Später darf der erstaunte Fluggast die diversen modischen Gags an den „Fingern“ und am neuen Hauptgebäude des Flughafens bewundern. Zwischen Pier Ost und Pier West ragt leuchtend gelb eine tonnenförmige Stahlkonstruktion, an Seile gehängt, über einen runden Gelenksbau. Zu viel Schnickschnack und schlecht proportioniert, erwartet man darunter doch eine Freiluftplattform Richtung Rollfeld. Weit gefehlt! Der aufwendige Disney-World-Technologie-Effekt ist nichts weiter als mutwillige Dachgestaltung. Niemand wird je diese Untersicht bewundern können. Erst nach der darunterliegenden Decke, dem eigentlichen Dach, findet sich wieder ein Restaurant. Keiner ahnt dort, was über seinem Kopfe schwebt.
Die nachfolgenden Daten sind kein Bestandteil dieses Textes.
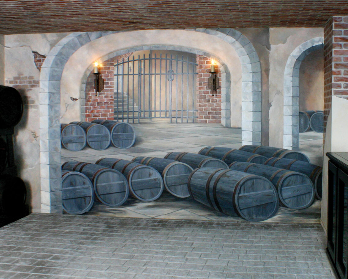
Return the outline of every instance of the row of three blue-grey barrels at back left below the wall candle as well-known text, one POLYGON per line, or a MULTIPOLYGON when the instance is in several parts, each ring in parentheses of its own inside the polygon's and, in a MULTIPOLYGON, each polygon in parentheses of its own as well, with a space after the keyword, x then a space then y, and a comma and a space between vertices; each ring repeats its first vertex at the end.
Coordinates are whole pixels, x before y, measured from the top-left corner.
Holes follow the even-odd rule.
POLYGON ((110 144, 117 148, 130 148, 135 142, 133 127, 126 122, 94 120, 73 121, 61 124, 61 142, 65 149, 79 151, 88 145, 95 150, 105 150, 110 144))

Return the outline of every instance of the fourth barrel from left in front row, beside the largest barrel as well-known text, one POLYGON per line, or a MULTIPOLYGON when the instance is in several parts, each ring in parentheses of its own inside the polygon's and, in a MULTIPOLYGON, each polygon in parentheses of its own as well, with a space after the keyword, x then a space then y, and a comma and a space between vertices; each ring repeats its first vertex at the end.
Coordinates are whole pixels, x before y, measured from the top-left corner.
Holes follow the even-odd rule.
POLYGON ((156 157, 134 157, 134 162, 153 167, 161 173, 164 188, 173 196, 187 198, 190 196, 187 189, 187 179, 193 171, 189 165, 175 160, 156 157))

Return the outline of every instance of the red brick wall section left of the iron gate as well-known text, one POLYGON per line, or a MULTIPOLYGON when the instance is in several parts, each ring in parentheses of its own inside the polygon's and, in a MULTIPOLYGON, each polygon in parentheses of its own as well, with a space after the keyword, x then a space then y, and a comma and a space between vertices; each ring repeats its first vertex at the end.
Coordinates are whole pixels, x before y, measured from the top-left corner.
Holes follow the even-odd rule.
POLYGON ((85 120, 90 122, 95 119, 114 119, 113 95, 114 95, 114 64, 117 60, 126 59, 132 53, 116 56, 105 60, 99 66, 99 73, 104 80, 104 89, 96 95, 94 88, 95 75, 89 74, 86 82, 86 107, 85 120))

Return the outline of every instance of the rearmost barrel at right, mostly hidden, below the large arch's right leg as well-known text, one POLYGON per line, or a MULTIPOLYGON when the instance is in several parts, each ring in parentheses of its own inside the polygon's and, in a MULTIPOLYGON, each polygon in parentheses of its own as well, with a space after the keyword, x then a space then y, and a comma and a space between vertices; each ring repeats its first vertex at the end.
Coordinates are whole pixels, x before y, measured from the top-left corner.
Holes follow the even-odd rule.
POLYGON ((239 150, 244 150, 244 151, 260 154, 267 158, 279 157, 279 158, 286 158, 286 159, 296 159, 296 160, 301 160, 301 161, 310 163, 310 160, 306 156, 306 154, 300 151, 288 150, 284 148, 277 148, 277 147, 263 146, 263 145, 243 145, 241 148, 239 148, 239 150))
Über die Fassade treppt sich unerklärlich ein blaues Band. Ein Sprung im Gebäude nimmt zu guter Letzt schon vorweg, wohin diese Architektur gehört. In der bläulichen Glasfassade wagt es dieser Riß, sich auch noch farblich und plastisch besonders hervorzutun: Ein grüner Wulst quält sich der Linie nach.

Ob Pars pro toto oder vice versa: Der Flughafen Wien Schwechat ist eine Schande. Weniger Luxus an der Oberfläche und mehr Tiefe und Sensibilität im Entwurf hätten Österreich eine Blamage ersparen können. – Weltweit wurden im Zuge des zunehmenden Flugverkehrs Flughäfen gebaut. Die Liste der guten Beispiele ist lang, die Namen der Architekten sind einem geläufig. Bei Österreichs Haupt-Flughafen ist beides nicht der Fall.

Vielleicht sollte man sich angewöhnen, in Graz zu landen und dann mit dem Bus nach Wien zu fahren. Die Provinzstadt kann der Bundeshauptstadt in Sachen Flughafen nämlich noch einiges vormachen!